II. Dual and Reversed Codes

  • Let \mathcal{C}=[n,k,d]_{\mathbb{F}} be an MDS code.

Definition for dual code of \mathcal{C}

The dual code of \mathcal{C} is


\mathcal{C}^\perp=\{c'\in \mathbb{F}^n|c'c^\top=0\text{ for all }c\in \mathcal{C}\}

Claim: \mathcal{C}^\perp is an [n,n-k,k+1]_{\mathbb{F}} code.

Definition for reversed code of \mathcal{C}

The reversed code of \mathcal{C} is


\mathcal{C}^R=\{(c_{n-1},\cdots,c_0)|(c_0,\cdots,c_{n-1})\in \mathcal{C}\}

We claim that if \mathcal{C} is cyclic, then \mathcal{C}^R is cyclic.

III. Lemma about MDS codes

Let \mathcal{C}=[n,k,n-k+1]_{\mathbb{F}} be an MDS code.

Lemma

For any subset \mathcal{K}\subset \{0,\cdots,n-1\}, of size n-k+1 there exists c\in \mathcal{C} whose support (set of nonzero indices) is \mathcal{K}.

Proof

Let G\in \mathbb{F}^{k\times n} be a generator matrix, and let G_{\mathcal{K}^c}\in \mathbb{F}^{k\times (k-1)} be its restriction to columns not indexed by \mathcal{K}.

G_{\mathcal{K}^c} has more rows than columns, so there exists v\in \mathbb{F}^{k} such that vG_{\mathcal{K}^c}=0.

So c=vG has at least |\mathcal{K}^c|=k-1 zeros inn entires indexed by \mathcal{K}^c.

The remaining n-(k-1)=d entries of c, indexed by \mathcal{K}, must be nonzero.

Thus the suppose of c is \mathcal{K}.

Construct gradient coding matrix

Consider nay n workers and s stragglers.

Let d=s+1

Let \mathcal{C}=[n,n-s]_{\mathbb{C}} be the cyclic RS code build by I.

Then by III, there exists c\in \mathcal{c} whose support is the n-(n-s)+1=s+1 first entires.

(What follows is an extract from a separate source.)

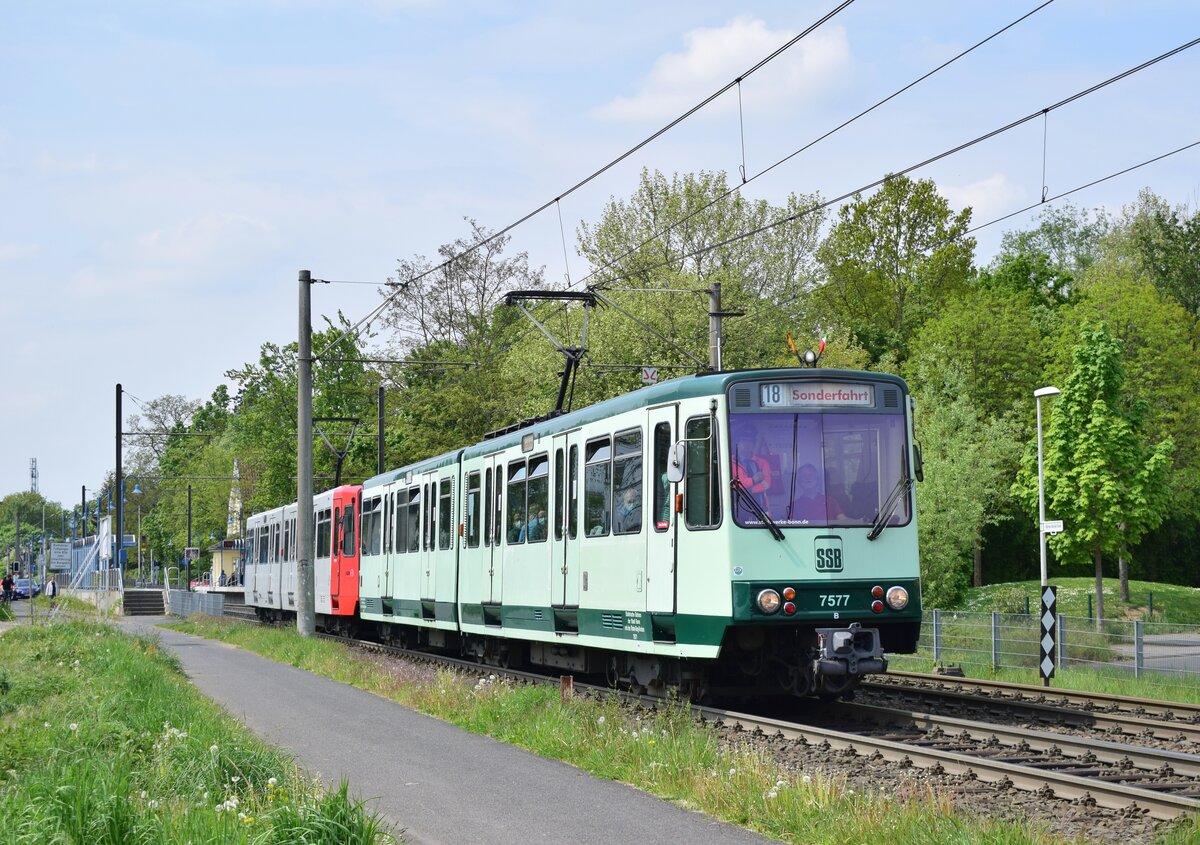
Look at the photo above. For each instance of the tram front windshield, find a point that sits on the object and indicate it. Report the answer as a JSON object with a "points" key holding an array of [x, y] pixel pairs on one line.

Denote c=(\beta_1,\cdots,\beta_{s+1},0,0,\cdots,0). for some nonzero \beta_1,\cdots,\beta_{s+1}.

Build:

B\in \mathbb{C}^{n\times n} whose columns are all cyclic shifts of c.

We claim that B is a gradient coding matrix.


\begin{pmatrix}
\beta_1     & 0           &        & 0          & \beta_{s+1} & \beta_s& \cdots & \beta_2 \\
\vdots      & \beta_1     &        & \vdots     & 0           & \beta_{s+1} &  & \vdots \\
\beta_{s+1} & \vdots      &        &            & \vdots      & 0 &  & \beta_{s+1}\\
0           & \beta_{s+1} & \ddots & 0          &             &\vdots & \dots & 0\\
\vdots      & 0           & \ddots & \beta_1     & & & & &\\
            & \vdots      & \ddots & \vdots     & & & &0\\
0           & 0           &        & \beta_{s+1}& \beta_s& \beta_{s-1}& \cdots & \beta_1\\
\end{pmatrix}
Proof

Every row is a codeword in \mathcal{C}^R.

  • Specifically, a shift of (0,\cdots,0,\beta_{s+1},\cdots,\beta_1).
  • Then every row contains \leq d=s+1 nonzeros.

\mathcal{I} is in the span of any n-s rows of B.

  • Observe that \mathcal{I}\in \mathcal{C}, (evaluate the polynomial f(x)=1 at \alpha_1,\cdots,\alpha_n).
  • Then \mathcal{I}\in \mathcal{C}^R.
  • Therefore, it suffices to show that any n-s span \mathcal{C}^R.
  • Since \dim \mathcal{C}=\dim \mathcal{C}^R=n-s, it suffices to show that any n-s rows are independent.

Observe: The left most n-s columns are linearly independent, and therefore span \mathcal{C}.

Assume for contradiction there exists n-s dependent rows.

Then \exists v\in \mathbb{C}^{n} such that vB=0.

v is orthogonal to the basis of \mathcal{C}.

So v\in \mathcal{C}^\perp.

From II, \mathcal{C}^\perp is an [n,s] MDS code, and hence every v\in \mathcal{C}^\perp is of Hamming weight \geq n-s+1.

This is a contradiction.

Bound for gradient coding

We want s to be large and d to be small.

How small can d with respect to s?

  • A: Build a bipartite graph.
    • Left side: n workers W_1,\cdots,W_n.
    • Right side: n partial datasets D_1,\cdots,D_n.
    • Connect W_i to D_i if worker i contains D_i.
      • Equivalently if B_{i,i}\neq 0.
    • \deg (W_i) = d by definition.
    • \deg (\mathcal{D}_j)\geq s+1.
    • Sum degree on left nd and right \geq n(s+1).
    • So d\geq s+1.

We can break the lower bound using approximate computation.